150 customers still without power after Friday's storm - Hawaii News Now - KGMB and KHNL

150 customers still without power after Friday's storm

Courtesy: Kekaulike Ave Courtesy: Kekaulike Ave
Courtesy: Robert Anthony Medina Courtesy: Robert Anthony Medina
HONOLULU (HawaiiNewsNow) -


[Update 1/6]

About 150 customers remain without power, primarily along the Hamakua coast, Wood Valley, and a few scattered areas in Puna, according to the Hawaii Electric Light Company. 

On Tuesday, repairs were completed in Ainaloa, Beers Road, Discovery Harbor, Fern Acres, Hawaiian Acres, Mauna Loa Estates, Orchidland, Nanawale, portions of Honokaa and Ahualoa, most of lower Puna, Puukapu, and Volcano areas.
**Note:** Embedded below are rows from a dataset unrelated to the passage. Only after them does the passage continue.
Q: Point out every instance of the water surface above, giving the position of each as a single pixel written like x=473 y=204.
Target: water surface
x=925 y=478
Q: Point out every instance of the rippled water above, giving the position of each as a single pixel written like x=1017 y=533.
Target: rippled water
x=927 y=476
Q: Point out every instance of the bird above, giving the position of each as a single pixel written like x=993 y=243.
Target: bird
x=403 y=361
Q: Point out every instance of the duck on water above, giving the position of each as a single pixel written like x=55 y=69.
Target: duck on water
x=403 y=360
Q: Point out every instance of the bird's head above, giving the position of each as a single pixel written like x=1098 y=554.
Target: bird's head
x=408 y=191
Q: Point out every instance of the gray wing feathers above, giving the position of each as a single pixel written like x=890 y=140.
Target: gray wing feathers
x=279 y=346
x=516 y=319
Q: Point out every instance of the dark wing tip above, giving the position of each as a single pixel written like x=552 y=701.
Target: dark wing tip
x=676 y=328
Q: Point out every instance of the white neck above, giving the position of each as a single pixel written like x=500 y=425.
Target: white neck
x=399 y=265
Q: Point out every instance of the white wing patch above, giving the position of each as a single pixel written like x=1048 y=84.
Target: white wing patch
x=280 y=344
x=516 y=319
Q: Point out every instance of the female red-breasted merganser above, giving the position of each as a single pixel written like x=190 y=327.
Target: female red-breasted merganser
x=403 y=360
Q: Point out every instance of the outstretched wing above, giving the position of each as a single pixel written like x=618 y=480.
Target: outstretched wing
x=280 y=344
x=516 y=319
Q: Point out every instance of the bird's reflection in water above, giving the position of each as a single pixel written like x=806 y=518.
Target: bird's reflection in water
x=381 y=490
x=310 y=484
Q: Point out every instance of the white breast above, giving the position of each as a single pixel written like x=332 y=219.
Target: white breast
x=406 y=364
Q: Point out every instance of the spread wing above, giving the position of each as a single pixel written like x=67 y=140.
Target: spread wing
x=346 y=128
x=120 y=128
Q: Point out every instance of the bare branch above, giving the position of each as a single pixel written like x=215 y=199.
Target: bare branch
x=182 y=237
Crews will be working in Ahualoa, Honokaa, Kalopa Mauka, lower Puna, Paauilo Mauka, and Wood Valley. Repairs are expected to be completed in the evening for most areas except for a remote area in Waipio Valley.

[Original story]

Hawaii Electric Light crews continue to make progress on restoring electric service to customers affected by recent severe weather conditions.

Today, repairs were completed in Ainaloa, Mauna Loa Estates, Orchidland, Nanawale, Hawi (except for Beers Road), portions of Honoka‘a and Ahualoa, most of lower Puna, Puukapu, and most of the Volcano area. Crews have been working long hours and will be getting some much-needed rest tonight and get an early start Tuesday morning. Crews will be working in Ahualoa, Beers Road, Discovery Harbor, Fern Acres, Hawaiian Acres, Honokaa, Kalopa Mauka, Kau, lower Puna, Paauilo, Volcano, and Wood Valley on Tuesday. About 360 customers are currently without power.

The community is encouraged to be safe and treat downed power lines as energized and dangerous. Do not handle or move any fallen or damaged utility equipment. If someone is injured by a downed power line, do not approach them. Call 9-1-1 for assistance.

Customers who remain with power and have not reported it are asked to call 969-6666. Due to the high call volume, customers may experience a longer wait time before speaking with a representative. The company sincerely apologizes for this inconvenience and thanks customers for their patience and understanding.

On a separate note, the company received questions from customers who experienced many short power interruptions during the storm and wondered why that was occurring. During storms, strong winds can blow tree branches and other debris into power lines and cause short circuits. Lightning also can strike near power lines and cause short circuits. This can create very high currents, and the power lines must be turned off very quickly to prevent damage or further disruption to the rest of the power system.

Hawaii Electric Light uses automatic sensing devices to detect these short circuits and turn off power to the lines in a fraction of a second; this is when customers see a power interruption. In many cases, once the power is turned off, the line can be turned back on because the tree branch that caused the short circuit clears the line or the lightning strike dissipates. The automatic devices wait a few seconds and then turn on the power to the line; this is when customers see their power restored after a short time. Customers can experience multiple brief power interruptions during a storm because of frequent lightning strikes or trees and debris being blown into lines.

“We realize this can be frustrating for customers, but the alternative would be to have the power remain out of service during the entire storm since it would be too hazardous for electric utility workers to respond during the height of the storm when there are dangerous winds and lightning,” said Hawai‘i Electric Light spokesperson Rhea Lee. “We hope that our customers have a better understanding of what occurs during storms.”